C-532/13 Sofia Zoo

Contentverzamelaar

C-532/13 Sofia Zoo

Prejudiciële hofzaak

Zie bijlage rechts voor de verwijzingsuitspraak
Klik hier voor het volledige dossier van het Hof van Justitie

Termijnen: Motivering departement:   28 november 2013
(Concept-) schriftelijke opmerkingen:   14 december 2013
Schriftelijke opmerkingen:                   14 januari 2014
Trefwoorden:  habitat; bescherming diersoorten; CITES-verdrag

Onderwerp
Verordening (EG) nr. 338/97 van de Raad [van 9 december 1996 inzake de bescherming van in het wild levende dier- en plantensoorten door controle op het desbetreffende handelsverkeer (Pb L 61, blz. 1)
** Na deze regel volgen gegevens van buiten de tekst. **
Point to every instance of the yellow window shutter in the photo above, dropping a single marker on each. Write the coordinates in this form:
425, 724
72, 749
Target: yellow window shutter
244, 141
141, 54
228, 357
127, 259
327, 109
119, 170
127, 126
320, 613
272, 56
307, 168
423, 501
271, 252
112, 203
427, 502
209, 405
Verzoeker is de dierentuin van Sofia/BUL; verweerster de HON overheidsinspectie voor milieu- en natuurbescherming en waterbeheer.
In januari 2011 wordt een Serviër bij binnenkomst in HON betrapt op vervoer van 37 roofvogels (zie de specificatie onder ‘feiten’ onderaan pagina 2 van de verwijzingsbeschikking), in eigendom bij verzoeker. De Serviër legt bewijs over van de herkomst van de dieren, zijnde een BUL CITES-invoervergunning. Hieruit is gebleken dat de dieren vanuit NL naar de Sofia Zoo zijn vervoerd om in quarantaine te worden geplaatst, maar dat zij daarna opnieuw naar NL zouden worden vervoerd via HON.
De vogels zijn in beslag genomen en verweerster start een procedure om de herkomst te controleren. Na overleg met de EURCIE blijkt dat de door BUL afgegeven vergunningen als nietig moeten worden beschouwd omdat inmiddels nieuwe besluiten zijn genomen over oorgieren en kroonarenden. Toch worden alle vogels in beslag genomen en als verzoeker niet kan voldoen aan de eis bewijsstukken van de wettigheid van de invoer te leveren worden alle vogels verbeurd verklaard en in HON dierentuinen ondergebracht.
Verzoekster start een procedure om de verbeurdverklaring nietig te laten verklaren.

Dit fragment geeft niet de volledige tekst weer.